Tamam, bilimsellik ve istatistik verilere hürmetim sonsuz. Ama az süre alan Selçuk İnan'ı portföyüne almadı da onun yarısı kadar süre vermiş olduğu Mevlüt Erdinç'i sahaya neden sürdü? Hani nerede o zaman istatistik?
TAHTA VE
TEBEŞİR...
120 dakika daha fazla kullandığı ve iki 90 verdiği Mert Günok yok ve hiç 90 alamayan Mert'in yarısından az Tolga kalede...
Üç kez 90 alan ve 297 dakika hazırlık gören Bekir İrtegün bir anda erken emekli...
Serdar Kurtuluş'un 90'ı da var, toplam 151 dakikası da... Oysa Gökhan Gönül'ün sadece bir adet 90'ı bulunuyor. Mektup, hazırlıklar sırasında yazılmış demek ki Selçuk İnan ve Gökhan Gönül konusunda...
Bizleri "tahta ve tebeşir" döneminin artıkları gibi görmesi ise zor günlerinde tek dayanağı olacak olanlara haksızlıktır.
Değilse bu 11'ler kendi 11'leri değildir demektir ki; bu da bizi bekleyen felaketin daniskasıdır.
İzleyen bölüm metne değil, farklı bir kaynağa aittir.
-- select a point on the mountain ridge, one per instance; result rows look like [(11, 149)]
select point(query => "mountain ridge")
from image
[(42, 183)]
Unutmayalım ki hocam; Arşimed "moment des forces" diye bildiğimiz kaldıraç prensiplerini kumun üzerine bir dal parçasıyla çizerek buldu; suyun kaldırma ve yoğunluk prensiplerini ise hamamda yıkanırken kurnaya düşen bir sabun parçasından...
O nedenle;
Bir şeyi kazanmak için, bazı şeyleri kaybetmelisin.
Ve unutma "Kaybettiğinde değil, vazgeçtiğinde yenilirsin!..." (F.Terim).
Avcı'nın yolu bu ise diyecek lafım yok..
Ammmaaaa..
Son basın toplantısında sarf ettiği "Okumuyorum, tahta ve tebeşir devri bitti" gibi hamaset kokan ateşle bezenmiş kızgın sözcükler eğer şu kavramı içeriyorsa bedelini kendisi ödeyecektir:
Cam kırıkları gibidir bazen kelimeler; ağzına dolar insanın...
Sussan acıtır;
Konuşsan kanatır!...
Yetenek bir Allah vergisi ise, Allah vergisinin istatistiği olamaz. Niyetiniz "vergiden kaçırmak" ise, onun da "milli meselede" yeri olmaz.
Allah'ın bahşettiğine çetele tutmak mubah olamaz, olsa olsa günah olabilir. S-ÖZ: "Otobüsün sol camından manzarayı seyrederken, sağ camından kaçırdıklarımızdan ibarettir bazen hayat..." (Cemal Süreya)
Kucağımızda bulduğumuz Selçuk problemine Emre kaptanımız şimdi de nur topu gibi bir Hamit derdi ekledi. İkisi de "insanın köpeği ısırması" kadar haberdir.